Hipótesis 1: Imaginemos que Europa tuviera una tasa de mortalidad de 24 millones de personas anuales por accidentes de tráfico y una autoridad política de la UE digera que el uso del cinturón de seguridad es algo absurdo que lo único que hace es que la gente corra más y que por lo tanto lo que hay que hacer es realizar mejores políticas de educación vial.
Hipótesis 2: en vez de hablar de Europa nos situamos en el continente africado y en vez de 24 millones de muertes anuales por accidentes de tráfico resulta que las muertes son por el SIDA, y que en vez de una autoridad política de la UE, estamos hablando de una autoridad moral como el Papa y por lo tanto no hay discusión.
Benedicto XVI ha realizado su primer viaje a África en busca de nuevos fieles y para seguir moviendo a los convencidos. En busca de una nueva educación sexual, por la retirada o la bajada del uso del preservativo, en busca de la eliminación cultural de ritos más antiguos que los propios de los católicos; endefinitiva un viaje demasiado dogmático que no se corresponde con la realidad de una pandemia como el SIDa en un continente donde la sanidad, la educación y los gobiernos brillan en muchos casos por su ausencia. El Papa Ratzinger pretende asegurar la fe en el único continente en el que se ha producido un aumento en el número de creyentes como contrapartida a lo que ocurre en Europa o América Latina.

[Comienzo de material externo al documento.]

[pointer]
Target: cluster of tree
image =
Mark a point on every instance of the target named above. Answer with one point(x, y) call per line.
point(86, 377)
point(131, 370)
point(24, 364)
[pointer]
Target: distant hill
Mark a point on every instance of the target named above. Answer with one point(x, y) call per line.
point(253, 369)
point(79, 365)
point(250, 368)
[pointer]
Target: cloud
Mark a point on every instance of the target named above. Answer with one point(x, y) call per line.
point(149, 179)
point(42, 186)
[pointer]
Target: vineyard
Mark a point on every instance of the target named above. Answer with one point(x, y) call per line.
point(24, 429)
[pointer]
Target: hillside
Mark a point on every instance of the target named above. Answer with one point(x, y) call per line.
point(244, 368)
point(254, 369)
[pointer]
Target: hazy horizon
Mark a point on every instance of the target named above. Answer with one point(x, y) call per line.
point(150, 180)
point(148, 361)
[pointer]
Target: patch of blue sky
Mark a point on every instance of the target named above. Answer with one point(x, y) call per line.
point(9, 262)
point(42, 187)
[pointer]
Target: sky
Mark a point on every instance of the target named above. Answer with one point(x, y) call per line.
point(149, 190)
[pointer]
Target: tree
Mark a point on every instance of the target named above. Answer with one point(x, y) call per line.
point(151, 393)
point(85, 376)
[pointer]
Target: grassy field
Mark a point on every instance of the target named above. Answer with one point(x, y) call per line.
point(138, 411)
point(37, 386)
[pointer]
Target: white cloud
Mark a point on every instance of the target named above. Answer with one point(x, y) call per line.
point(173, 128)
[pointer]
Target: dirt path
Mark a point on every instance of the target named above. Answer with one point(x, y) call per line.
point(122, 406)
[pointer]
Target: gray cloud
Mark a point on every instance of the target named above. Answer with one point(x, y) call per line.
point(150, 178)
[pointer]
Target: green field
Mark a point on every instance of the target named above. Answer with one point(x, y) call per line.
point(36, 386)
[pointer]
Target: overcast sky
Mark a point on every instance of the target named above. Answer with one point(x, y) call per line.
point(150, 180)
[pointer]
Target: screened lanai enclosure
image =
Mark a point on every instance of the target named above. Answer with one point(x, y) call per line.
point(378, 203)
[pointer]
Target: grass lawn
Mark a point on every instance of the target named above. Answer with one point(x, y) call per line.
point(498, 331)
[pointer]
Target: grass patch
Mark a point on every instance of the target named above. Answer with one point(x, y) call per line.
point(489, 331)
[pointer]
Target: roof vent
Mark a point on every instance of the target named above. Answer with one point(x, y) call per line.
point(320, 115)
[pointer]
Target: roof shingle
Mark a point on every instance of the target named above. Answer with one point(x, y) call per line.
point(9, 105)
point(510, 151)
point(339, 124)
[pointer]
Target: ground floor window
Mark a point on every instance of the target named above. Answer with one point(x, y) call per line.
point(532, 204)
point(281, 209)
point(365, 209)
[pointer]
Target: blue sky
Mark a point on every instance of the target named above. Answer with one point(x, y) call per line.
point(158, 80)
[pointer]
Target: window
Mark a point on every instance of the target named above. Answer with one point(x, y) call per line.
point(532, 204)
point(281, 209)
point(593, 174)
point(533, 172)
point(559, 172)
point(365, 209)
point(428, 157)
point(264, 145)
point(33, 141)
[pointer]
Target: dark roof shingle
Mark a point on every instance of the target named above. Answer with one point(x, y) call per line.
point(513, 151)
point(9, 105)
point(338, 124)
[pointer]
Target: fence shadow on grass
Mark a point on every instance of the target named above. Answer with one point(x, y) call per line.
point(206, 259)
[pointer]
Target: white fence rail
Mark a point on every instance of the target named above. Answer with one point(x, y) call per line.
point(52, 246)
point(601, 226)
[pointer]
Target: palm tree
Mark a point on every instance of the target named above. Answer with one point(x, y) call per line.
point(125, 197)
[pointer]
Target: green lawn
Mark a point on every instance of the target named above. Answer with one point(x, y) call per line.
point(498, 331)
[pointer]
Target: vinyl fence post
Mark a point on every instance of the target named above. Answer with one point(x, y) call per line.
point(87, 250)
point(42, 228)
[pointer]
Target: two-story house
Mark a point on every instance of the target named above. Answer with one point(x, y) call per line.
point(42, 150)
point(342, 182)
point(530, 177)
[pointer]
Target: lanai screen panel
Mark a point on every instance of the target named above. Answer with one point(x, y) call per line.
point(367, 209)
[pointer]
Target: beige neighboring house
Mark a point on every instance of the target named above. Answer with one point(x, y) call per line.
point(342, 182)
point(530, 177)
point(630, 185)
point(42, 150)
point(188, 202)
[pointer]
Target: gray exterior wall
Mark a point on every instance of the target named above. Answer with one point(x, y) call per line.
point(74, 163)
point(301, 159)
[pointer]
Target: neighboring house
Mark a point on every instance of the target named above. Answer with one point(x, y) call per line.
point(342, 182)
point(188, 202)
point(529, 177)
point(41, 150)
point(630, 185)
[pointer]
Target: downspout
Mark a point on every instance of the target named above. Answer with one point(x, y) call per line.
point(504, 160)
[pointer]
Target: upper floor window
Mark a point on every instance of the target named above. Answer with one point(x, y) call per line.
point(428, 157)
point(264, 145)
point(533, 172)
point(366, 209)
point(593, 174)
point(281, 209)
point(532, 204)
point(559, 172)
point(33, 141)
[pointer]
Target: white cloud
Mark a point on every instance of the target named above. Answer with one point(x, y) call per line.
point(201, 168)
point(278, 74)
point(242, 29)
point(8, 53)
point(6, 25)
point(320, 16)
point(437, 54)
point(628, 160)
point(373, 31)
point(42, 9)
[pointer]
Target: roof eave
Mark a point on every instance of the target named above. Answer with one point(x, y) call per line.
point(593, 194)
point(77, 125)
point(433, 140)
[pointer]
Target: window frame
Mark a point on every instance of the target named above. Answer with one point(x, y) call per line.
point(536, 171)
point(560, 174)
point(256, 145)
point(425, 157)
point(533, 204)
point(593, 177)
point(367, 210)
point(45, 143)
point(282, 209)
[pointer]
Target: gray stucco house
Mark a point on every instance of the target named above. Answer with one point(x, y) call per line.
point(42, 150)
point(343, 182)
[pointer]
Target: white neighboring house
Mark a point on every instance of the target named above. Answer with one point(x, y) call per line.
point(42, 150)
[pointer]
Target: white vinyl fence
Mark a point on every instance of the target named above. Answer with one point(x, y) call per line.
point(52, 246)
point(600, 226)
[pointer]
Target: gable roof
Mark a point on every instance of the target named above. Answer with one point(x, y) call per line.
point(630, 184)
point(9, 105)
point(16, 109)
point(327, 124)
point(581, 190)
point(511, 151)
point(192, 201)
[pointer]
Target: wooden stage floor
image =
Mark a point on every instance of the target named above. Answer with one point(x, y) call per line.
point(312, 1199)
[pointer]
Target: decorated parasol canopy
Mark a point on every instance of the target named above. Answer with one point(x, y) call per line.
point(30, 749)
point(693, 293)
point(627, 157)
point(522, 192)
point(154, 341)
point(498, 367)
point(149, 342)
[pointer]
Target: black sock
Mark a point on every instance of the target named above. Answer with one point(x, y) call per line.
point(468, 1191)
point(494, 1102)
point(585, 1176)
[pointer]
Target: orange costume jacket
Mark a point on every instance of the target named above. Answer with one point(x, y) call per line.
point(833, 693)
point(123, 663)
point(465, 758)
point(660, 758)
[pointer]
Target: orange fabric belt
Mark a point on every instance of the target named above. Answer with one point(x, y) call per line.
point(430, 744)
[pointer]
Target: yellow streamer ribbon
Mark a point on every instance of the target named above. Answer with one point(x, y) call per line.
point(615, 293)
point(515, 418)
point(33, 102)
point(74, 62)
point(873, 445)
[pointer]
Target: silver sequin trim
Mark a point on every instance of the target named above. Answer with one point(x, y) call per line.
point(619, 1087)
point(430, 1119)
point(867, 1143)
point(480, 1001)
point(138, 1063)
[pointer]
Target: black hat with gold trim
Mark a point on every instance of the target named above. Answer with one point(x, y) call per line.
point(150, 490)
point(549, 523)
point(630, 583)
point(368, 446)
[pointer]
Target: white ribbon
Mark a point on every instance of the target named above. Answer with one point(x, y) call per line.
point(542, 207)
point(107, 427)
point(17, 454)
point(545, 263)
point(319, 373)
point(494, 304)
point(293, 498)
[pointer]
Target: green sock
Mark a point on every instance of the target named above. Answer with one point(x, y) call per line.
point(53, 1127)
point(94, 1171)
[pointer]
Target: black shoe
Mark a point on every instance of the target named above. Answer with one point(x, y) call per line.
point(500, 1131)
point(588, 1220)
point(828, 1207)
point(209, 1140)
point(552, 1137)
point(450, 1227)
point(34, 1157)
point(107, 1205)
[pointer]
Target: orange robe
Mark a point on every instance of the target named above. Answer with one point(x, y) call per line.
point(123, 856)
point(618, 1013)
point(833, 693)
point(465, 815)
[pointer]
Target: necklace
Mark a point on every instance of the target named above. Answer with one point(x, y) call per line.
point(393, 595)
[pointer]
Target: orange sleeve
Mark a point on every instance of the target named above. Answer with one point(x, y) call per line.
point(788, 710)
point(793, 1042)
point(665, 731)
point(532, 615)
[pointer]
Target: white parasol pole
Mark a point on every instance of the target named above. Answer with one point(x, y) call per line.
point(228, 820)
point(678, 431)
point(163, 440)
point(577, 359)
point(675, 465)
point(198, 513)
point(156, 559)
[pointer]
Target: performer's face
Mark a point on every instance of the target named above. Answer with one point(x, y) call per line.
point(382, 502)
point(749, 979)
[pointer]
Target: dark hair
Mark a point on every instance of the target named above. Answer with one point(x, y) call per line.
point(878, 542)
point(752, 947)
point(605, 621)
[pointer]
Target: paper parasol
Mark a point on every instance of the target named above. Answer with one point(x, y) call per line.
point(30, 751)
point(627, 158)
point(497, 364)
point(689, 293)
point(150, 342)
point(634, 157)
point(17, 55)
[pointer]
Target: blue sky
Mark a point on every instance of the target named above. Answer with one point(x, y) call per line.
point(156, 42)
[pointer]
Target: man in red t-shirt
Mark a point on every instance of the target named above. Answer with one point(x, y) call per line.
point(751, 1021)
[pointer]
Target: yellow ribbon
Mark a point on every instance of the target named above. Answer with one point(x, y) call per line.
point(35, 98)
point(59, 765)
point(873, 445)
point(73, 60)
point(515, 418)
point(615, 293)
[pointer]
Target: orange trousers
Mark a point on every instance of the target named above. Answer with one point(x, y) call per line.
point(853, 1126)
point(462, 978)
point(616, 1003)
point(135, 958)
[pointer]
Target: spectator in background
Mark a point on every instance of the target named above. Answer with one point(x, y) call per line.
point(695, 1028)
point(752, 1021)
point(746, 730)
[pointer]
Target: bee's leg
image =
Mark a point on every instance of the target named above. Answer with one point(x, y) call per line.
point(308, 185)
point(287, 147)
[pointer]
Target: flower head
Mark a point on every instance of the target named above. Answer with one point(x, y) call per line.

Sin embargo, con todas las declaraciones del Papa, la Iglesia Católica vuelve a sonar caduca y lo peor de todo homogeneizadora. Si por él fuera hubiera sido todos los países deberían ser iguales, compartir los mismos deseos y principios morales, un mundo en el que no hubiera distinción, una globalización real en los pensamientos y las ideas. Pero lo bueno es que el mundo lo conforman muchos millones de personas, con conciencia propia, ideas y pensamientos; el mundo lo forman 192 países con una cultura enraizada durante siglos, con prácticas religiosas propias y asimilidas y con ideas diferentes sobre lo que tiene que ser la religión, la fe y la sexualidad.
Que a estas alturas se ponga en duda el uso del preservativo debería ser condenado y condenable por la myoría del mundo, el problema es que las declaraciones las hace el Papa, el representante de Dios y de todos los fieles y por ello su autoridad moral es incuestionable. Por ello lo mejor es ante este tipo de declaraciones cambiar de canal o pasar la página del periódico como si no se hubiera escuchado nada.